Regia di Mario Monicelli vedi scheda film
Il riscatto della mediocrità, tutto nello sguardo folle e orgoglioso di Gassman mentre pronuncia 'faccia di merda' all'ufficiale austriaco, ben conscio di stare firmando la propria condanna a morte. Eppure a Venezia il premio andò solamente a Sordi (comunque indiscutibile). La grande guerra non è il classico film di bombardamenti, eroi e soldati intrepidi: è innanzitutto una commedia, con due personaggi definiti con mano leggiadra (sceneggiatura di un team impeccabile ed affiatato come Age-Scarpelli-Monicelli-Vincenzoni) ed i relativi interpreti in stato di grazia; ciò va sottolineato bene, perchè fino a quel momento un tentativo simile non era mai stato fatto: ironizzare sull'italiano come soldato ed in generale sul valore degli eroi. Qui sono, come spesso accade, le cosiddette 'persone comuni', ma talmente comuni da diventare eroi quasi per sbaglio: per sbaglio Jacovacci e Busacca si trovano dove sono, per sbaglio vengono catturati (nel sonno), per sbaglio Jacovacci parla del 'ponte di barche' che interessa agli austriaci, che sempre per sbaglio innervosiscono Busacca e fanno entrare nel novero degli eroi di guerra i due pavidi e semplici omuncoli. Dei tanti film di Monicelli, certo questo è uno dei più significativi e rappresentativi del talento del regista toscano, più volte tacciato di avere dalla sua soltanto del 'mestiere'. Ma in fondo - per dire - nessuno dei Beatles era un formidabile solista.

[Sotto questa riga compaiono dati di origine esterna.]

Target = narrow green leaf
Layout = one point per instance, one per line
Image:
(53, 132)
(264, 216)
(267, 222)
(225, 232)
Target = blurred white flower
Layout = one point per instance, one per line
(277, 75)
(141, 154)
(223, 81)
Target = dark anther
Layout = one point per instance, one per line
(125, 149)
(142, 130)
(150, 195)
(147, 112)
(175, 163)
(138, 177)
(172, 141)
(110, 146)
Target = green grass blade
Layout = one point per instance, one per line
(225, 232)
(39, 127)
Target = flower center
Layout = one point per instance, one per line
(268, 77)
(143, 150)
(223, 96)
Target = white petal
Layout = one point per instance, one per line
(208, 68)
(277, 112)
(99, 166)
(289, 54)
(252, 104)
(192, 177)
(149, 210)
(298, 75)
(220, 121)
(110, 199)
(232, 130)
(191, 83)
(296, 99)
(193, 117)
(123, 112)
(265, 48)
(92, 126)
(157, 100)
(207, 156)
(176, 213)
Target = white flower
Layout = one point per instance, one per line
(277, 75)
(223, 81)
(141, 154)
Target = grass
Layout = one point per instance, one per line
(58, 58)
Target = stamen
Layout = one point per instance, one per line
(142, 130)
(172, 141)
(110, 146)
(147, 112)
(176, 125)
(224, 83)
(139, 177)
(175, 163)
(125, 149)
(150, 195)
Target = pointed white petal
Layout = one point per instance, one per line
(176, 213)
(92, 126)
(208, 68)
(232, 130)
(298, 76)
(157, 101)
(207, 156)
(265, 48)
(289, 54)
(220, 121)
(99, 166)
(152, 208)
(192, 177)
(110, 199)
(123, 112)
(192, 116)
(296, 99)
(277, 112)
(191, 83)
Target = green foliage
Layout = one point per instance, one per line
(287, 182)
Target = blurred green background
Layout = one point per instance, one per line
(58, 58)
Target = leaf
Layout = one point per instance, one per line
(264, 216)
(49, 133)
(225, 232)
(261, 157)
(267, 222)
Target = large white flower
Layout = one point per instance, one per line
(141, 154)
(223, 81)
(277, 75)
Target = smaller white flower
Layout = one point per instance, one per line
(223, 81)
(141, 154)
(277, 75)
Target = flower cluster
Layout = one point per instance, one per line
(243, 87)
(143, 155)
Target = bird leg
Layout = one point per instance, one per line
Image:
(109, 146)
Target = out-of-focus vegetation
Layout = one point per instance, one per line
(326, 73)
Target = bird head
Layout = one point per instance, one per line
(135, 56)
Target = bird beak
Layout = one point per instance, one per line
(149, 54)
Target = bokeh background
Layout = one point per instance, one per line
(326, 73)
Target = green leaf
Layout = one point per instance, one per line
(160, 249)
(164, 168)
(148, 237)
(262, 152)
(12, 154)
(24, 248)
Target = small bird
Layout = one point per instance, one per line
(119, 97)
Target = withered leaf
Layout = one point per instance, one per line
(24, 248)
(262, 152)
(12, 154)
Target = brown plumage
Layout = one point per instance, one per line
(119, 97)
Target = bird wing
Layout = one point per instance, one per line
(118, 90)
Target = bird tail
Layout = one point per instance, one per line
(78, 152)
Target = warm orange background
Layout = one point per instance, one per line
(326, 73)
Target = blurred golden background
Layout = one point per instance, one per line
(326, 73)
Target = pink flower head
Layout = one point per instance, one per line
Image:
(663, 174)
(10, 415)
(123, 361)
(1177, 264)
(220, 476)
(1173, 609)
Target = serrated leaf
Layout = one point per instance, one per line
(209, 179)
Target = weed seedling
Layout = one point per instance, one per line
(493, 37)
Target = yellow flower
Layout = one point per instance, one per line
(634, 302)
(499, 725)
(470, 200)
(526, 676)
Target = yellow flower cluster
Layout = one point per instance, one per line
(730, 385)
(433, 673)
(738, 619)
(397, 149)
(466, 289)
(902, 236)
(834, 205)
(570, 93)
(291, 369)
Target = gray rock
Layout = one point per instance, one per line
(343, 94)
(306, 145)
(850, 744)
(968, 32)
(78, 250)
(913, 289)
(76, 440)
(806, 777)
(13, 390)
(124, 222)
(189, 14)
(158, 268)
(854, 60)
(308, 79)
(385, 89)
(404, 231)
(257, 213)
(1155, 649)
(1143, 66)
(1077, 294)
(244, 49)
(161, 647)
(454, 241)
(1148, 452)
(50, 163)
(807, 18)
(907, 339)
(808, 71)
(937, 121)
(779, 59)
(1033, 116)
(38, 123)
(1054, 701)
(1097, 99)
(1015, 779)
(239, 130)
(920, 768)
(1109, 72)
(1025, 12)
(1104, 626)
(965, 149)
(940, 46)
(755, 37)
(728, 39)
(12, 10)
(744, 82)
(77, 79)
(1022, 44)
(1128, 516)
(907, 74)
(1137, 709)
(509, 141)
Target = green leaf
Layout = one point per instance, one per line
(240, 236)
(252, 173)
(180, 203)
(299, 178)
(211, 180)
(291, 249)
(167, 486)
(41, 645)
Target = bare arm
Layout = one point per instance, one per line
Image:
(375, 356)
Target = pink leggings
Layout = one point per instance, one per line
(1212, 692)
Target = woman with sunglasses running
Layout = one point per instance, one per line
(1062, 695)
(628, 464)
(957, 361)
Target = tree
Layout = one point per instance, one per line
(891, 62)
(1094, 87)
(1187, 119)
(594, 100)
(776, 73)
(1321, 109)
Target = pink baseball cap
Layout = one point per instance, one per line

Jacovacci, romano, e Busacca, milanese, sono due pavidi soldati italiani durante la prima guerra mondiale. In ogni modo evitano le responsabilità ed approfittano delle situazioni per fuggire o strappare soldi o viveri e sottrarsi in definitiva al fronte. Ma un giorno, sul Piave, sono catturati dagli austriaci e, rifiutandosi di rivelare un'informazione segreta, muoiono fucilati da eroi.